Sorry for anyone who has not yet been exposed to this sucks knowledge, but "Mr. Mayor" was originally supposed to be a spin-off of "Rock 30" starring the great Alec Baldwin, in which his divine character Jack Dongy is elected mayor of New York and forced to face the non-political world Familiar (as a wink to rumors that Baldwin is considering doing it himself).

But Baldwin decided to retire after a year of negotiations, and was replaced by Ted Danson ("Free at the Bar," "The Good Place"). Danson is no less great but lives in California, so Faye and co-writer Robert Carlock had to re-knead the concept. And pour it into a new-old mold - Neil Bremer is just a wealthy businessman who was unexpectedly elected mayor of Los Angeles. Still, in the first scene where Danson turns to the camera and asks with a bastard smile and outstretched hands "Can you believe it?", It's hard to believe not. These are remnants of that script, and long for an alternative universe where it did happen.In



general, the spirit of the original concept (and of "Rock 30") lines up in almost every corner of "Mr. Mayor", starting with the character of the foolish speaker (Bobby Moynhan) that sounds like a reincarnation Kenneth's intern, to Bremer's daughter (Kayla Kennedy), who's just as annoying as a descendant of Jack Dongy and Avery Jessup could have been. Indeed, the mayor's inability to serve in his office now revolves around general Trumpian clumsiness instead of condescension.
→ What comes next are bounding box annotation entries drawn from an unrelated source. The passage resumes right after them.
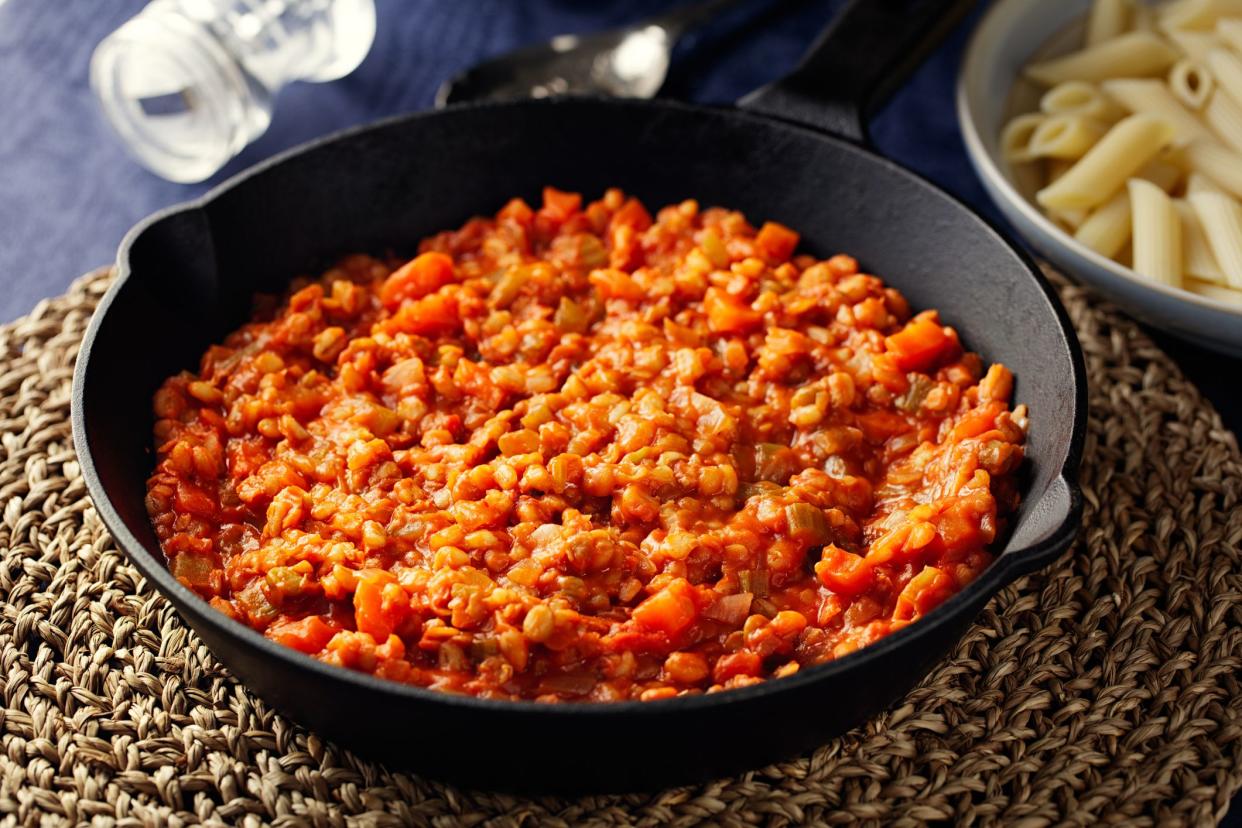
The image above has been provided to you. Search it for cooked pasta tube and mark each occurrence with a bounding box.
[1027,115,1108,159]
[1036,114,1174,210]
[1100,78,1211,146]
[1040,81,1126,124]
[1048,209,1090,233]
[1087,0,1134,46]
[1074,161,1181,258]
[1203,91,1242,153]
[1026,31,1179,87]
[1187,192,1242,289]
[1074,190,1133,258]
[1126,179,1181,287]
[1172,199,1225,284]
[1207,48,1242,104]
[1184,139,1242,197]
[1001,112,1047,161]
[1043,158,1077,184]
[1159,0,1242,29]
[1169,57,1212,110]
[1186,173,1228,199]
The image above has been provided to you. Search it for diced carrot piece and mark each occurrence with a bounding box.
[633,578,698,638]
[949,400,1005,442]
[703,288,764,334]
[379,293,461,335]
[267,616,337,655]
[496,199,535,225]
[884,315,954,371]
[979,362,1013,402]
[815,544,876,596]
[712,649,764,684]
[827,253,858,279]
[893,566,958,621]
[354,570,410,641]
[590,268,647,302]
[755,221,799,262]
[540,187,582,221]
[380,251,453,308]
[609,199,651,232]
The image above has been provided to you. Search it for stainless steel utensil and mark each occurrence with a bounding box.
[436,0,738,108]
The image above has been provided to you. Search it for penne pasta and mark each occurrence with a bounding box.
[1086,0,1134,46]
[1040,81,1125,124]
[1027,115,1108,159]
[1026,31,1179,87]
[1003,0,1242,314]
[1048,210,1090,233]
[1043,158,1074,184]
[1189,192,1242,289]
[1130,2,1158,32]
[1036,114,1174,210]
[1182,139,1242,197]
[1203,92,1242,153]
[1074,161,1181,258]
[1169,57,1213,110]
[1001,112,1047,161]
[1100,78,1211,146]
[1182,279,1242,308]
[1186,173,1228,199]
[1207,48,1242,104]
[1172,199,1225,284]
[1074,190,1133,258]
[1126,179,1181,287]
[1160,0,1242,30]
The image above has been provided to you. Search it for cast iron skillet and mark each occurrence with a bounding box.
[73,0,1086,791]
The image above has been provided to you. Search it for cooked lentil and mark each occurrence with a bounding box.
[147,189,1027,701]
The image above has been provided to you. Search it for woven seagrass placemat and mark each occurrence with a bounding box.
[0,273,1242,827]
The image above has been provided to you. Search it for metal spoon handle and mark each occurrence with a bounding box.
[651,0,740,42]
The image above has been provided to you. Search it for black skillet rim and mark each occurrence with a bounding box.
[71,96,1087,719]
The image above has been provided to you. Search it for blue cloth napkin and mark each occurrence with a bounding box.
[0,0,990,320]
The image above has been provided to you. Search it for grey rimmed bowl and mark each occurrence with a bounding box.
[956,0,1242,358]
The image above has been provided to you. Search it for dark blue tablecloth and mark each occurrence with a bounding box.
[0,0,1242,826]
[0,0,985,320]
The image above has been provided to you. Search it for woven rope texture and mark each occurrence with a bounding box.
[0,273,1242,827]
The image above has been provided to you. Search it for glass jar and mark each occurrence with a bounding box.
[91,0,375,181]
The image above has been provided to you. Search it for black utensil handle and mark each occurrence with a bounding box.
[738,0,977,143]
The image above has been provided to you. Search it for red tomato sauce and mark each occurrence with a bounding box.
[147,189,1027,701]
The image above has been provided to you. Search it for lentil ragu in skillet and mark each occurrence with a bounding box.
[147,189,1027,701]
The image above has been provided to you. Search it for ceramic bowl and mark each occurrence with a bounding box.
[958,0,1242,356]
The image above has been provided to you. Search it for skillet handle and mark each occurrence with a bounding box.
[996,476,1083,582]
[738,0,977,144]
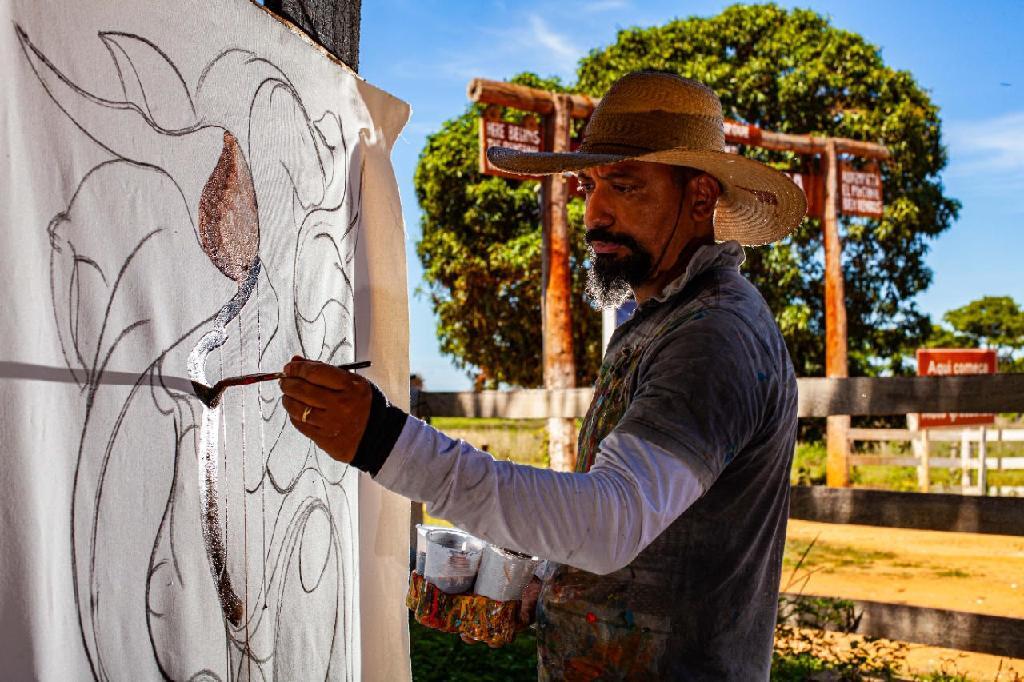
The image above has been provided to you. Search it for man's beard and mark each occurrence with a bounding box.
[586,227,654,308]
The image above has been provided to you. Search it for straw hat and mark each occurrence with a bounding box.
[487,72,807,246]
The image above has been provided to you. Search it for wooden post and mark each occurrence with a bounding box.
[822,139,850,487]
[906,414,932,493]
[961,429,971,495]
[263,0,361,72]
[541,95,575,471]
[978,426,988,497]
[467,78,890,475]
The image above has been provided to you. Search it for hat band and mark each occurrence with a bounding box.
[580,108,725,155]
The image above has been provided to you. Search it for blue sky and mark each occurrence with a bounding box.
[359,0,1024,390]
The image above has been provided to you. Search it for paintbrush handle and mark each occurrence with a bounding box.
[217,360,370,388]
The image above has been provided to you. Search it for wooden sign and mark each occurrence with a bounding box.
[479,106,544,180]
[840,161,885,218]
[722,119,761,145]
[918,348,996,429]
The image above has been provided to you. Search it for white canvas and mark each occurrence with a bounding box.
[0,0,409,680]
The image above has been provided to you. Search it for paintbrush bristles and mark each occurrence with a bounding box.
[191,360,370,409]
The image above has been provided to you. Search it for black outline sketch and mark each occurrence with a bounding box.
[14,24,362,680]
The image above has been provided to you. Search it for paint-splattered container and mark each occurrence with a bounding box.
[423,528,484,594]
[473,545,539,601]
[416,523,441,576]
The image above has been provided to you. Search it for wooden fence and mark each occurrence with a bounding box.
[422,374,1024,657]
[847,426,1024,495]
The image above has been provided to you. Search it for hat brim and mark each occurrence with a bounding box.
[487,146,807,246]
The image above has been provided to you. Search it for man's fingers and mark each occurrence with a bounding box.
[281,395,341,433]
[278,377,351,410]
[285,359,358,390]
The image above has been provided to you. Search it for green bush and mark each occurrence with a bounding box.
[790,440,827,485]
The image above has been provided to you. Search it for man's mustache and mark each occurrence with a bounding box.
[584,227,641,252]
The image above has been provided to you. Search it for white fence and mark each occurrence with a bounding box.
[849,426,1024,497]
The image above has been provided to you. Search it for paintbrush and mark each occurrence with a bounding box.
[191,360,370,408]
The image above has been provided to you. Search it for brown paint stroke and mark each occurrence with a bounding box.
[199,130,259,283]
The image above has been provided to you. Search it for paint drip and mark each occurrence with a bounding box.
[473,545,539,601]
[187,258,260,626]
[423,528,484,594]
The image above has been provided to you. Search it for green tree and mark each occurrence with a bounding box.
[416,4,958,385]
[414,74,601,387]
[929,296,1024,372]
[579,4,959,375]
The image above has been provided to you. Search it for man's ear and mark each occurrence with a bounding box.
[689,173,722,222]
An arrogant tramp (as would be the case with Dongy), and Danson at least definitely settles into it with amiable



comfort.Faye and Carllock's writing is still sharp, silly, topical

And fun, even if a little less accurate this time, and it seems that most of the arrows of cynicism are now directed towards the city of Los Angeles itself, which snatches countless bumps and drops that are actually the funniest parts of the series.
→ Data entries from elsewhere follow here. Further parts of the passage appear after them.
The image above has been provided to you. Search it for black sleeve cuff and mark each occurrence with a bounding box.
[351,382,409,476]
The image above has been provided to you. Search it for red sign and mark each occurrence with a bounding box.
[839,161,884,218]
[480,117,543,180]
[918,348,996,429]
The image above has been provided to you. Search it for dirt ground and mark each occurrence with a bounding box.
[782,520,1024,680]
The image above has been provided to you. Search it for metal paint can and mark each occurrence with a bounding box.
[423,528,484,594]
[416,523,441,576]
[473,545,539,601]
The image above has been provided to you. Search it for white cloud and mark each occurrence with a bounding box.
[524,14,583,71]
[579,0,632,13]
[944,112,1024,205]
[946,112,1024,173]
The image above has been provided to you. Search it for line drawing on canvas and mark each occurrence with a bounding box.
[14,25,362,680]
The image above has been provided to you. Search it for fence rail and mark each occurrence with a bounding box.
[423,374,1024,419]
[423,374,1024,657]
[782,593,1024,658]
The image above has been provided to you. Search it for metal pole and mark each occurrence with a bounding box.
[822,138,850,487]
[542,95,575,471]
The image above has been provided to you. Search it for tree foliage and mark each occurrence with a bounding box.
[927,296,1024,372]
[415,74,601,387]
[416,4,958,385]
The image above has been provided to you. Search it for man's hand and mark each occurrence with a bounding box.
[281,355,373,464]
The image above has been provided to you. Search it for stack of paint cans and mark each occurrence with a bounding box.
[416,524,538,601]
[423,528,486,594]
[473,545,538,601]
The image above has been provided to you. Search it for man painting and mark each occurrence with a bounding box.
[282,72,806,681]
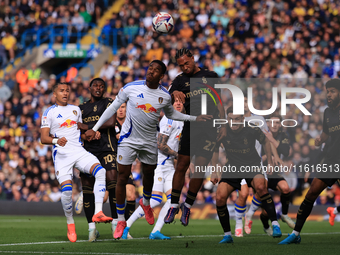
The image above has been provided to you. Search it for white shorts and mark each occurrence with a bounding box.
[117,145,157,165]
[152,165,175,193]
[53,148,100,184]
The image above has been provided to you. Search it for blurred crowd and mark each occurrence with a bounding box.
[0,0,113,67]
[0,0,340,208]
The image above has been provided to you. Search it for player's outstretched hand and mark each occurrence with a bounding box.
[94,131,101,140]
[210,172,219,185]
[262,130,275,142]
[77,122,89,131]
[172,90,185,104]
[57,137,67,147]
[196,115,213,121]
[315,137,322,146]
[272,156,283,166]
[85,129,96,142]
[217,125,227,142]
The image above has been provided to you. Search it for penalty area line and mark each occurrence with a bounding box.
[0,232,340,247]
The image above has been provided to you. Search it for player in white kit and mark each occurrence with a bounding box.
[41,83,112,242]
[122,99,184,240]
[231,97,279,237]
[85,60,212,239]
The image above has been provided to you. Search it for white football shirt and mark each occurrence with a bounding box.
[157,116,184,166]
[244,114,269,158]
[41,104,83,153]
[116,80,189,146]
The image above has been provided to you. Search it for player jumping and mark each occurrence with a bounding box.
[279,79,340,244]
[211,107,282,243]
[85,60,212,238]
[165,48,226,226]
[122,99,184,240]
[41,83,112,242]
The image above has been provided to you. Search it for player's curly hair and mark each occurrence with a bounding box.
[52,82,71,92]
[325,78,340,91]
[90,78,106,88]
[175,48,193,59]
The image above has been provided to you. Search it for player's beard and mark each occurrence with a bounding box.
[327,94,340,108]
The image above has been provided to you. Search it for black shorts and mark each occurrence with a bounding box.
[79,151,117,177]
[220,178,253,190]
[314,160,340,187]
[267,173,285,190]
[315,177,340,187]
[93,151,117,171]
[127,174,135,186]
[178,123,217,160]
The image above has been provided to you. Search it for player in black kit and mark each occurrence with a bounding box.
[211,107,282,243]
[255,114,295,233]
[78,78,117,242]
[279,79,340,244]
[164,48,226,226]
[115,103,136,239]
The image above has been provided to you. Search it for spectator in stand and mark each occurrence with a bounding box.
[99,61,116,80]
[28,62,41,88]
[0,80,12,102]
[2,31,17,63]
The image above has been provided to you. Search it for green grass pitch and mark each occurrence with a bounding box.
[0,216,340,255]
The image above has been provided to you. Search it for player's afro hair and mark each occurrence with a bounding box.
[326,78,340,91]
[150,59,166,74]
[90,78,106,88]
[175,48,193,59]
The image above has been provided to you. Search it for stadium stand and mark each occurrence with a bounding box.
[0,0,340,213]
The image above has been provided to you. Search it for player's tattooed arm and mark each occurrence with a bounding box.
[157,134,178,158]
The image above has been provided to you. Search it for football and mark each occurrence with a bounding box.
[152,12,174,34]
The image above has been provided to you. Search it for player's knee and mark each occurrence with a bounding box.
[82,185,93,194]
[306,187,320,201]
[92,165,106,180]
[256,184,268,197]
[61,183,72,198]
[280,184,290,194]
[117,172,130,185]
[126,185,136,201]
[216,195,227,206]
[176,161,190,174]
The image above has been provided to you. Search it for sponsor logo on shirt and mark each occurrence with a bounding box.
[136,104,157,113]
[59,119,77,128]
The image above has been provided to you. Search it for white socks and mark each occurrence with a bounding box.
[292,230,300,236]
[92,165,106,214]
[151,199,170,233]
[272,220,280,227]
[333,207,338,214]
[126,198,165,228]
[61,190,74,224]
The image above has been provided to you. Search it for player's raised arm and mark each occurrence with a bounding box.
[40,127,67,146]
[40,107,67,146]
[163,101,213,121]
[85,88,128,141]
[157,120,178,159]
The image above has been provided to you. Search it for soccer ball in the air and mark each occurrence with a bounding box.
[152,12,174,34]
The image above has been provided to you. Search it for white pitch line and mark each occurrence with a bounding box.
[0,251,173,255]
[0,232,340,248]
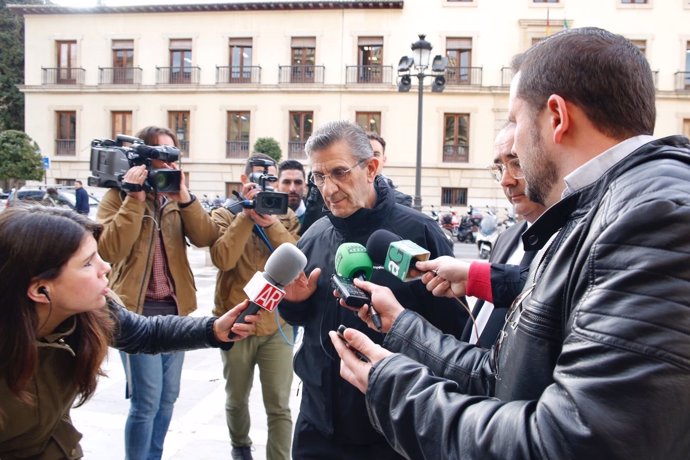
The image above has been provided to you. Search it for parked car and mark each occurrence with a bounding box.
[5,185,99,219]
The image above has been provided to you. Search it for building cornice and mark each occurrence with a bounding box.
[7,0,404,16]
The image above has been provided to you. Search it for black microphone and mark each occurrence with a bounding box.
[230,243,307,338]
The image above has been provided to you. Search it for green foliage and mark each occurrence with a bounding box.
[254,137,283,163]
[0,130,45,183]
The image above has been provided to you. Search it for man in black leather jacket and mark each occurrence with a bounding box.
[279,122,467,460]
[331,28,690,459]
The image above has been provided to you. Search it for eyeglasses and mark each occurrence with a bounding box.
[489,158,525,182]
[310,158,369,187]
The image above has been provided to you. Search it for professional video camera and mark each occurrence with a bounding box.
[88,134,182,192]
[233,158,288,215]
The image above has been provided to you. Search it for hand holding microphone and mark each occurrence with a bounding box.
[417,256,470,298]
[331,243,382,331]
[229,243,307,339]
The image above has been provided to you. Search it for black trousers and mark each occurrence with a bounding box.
[292,414,404,460]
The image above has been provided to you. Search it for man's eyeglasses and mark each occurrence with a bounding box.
[311,158,369,187]
[489,158,525,182]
On the other side stands Holly Hunter, in an unfortunate hairstyle, which is a surprising casting mistake in its severity: Hunter plays Mayor Bremer's ideologically-rivaled rival who becomes his deputy to undermine him, likely with future aromas of sexual tension, but something just doesn't sit well there.

Her game is squeaky and not comical enough, the chemistry between her and Danson just doesn’t exist, and she usually runs around like a wet dog who doesn’t find his place in the overall fabric.

Again, this is a dangerous and sucks game, but if one sails into the thought of that alternative universe and imagines Leslie Nop in its place for example, it is quite difficult to be satisfied with the current version of "Mr. Mayor."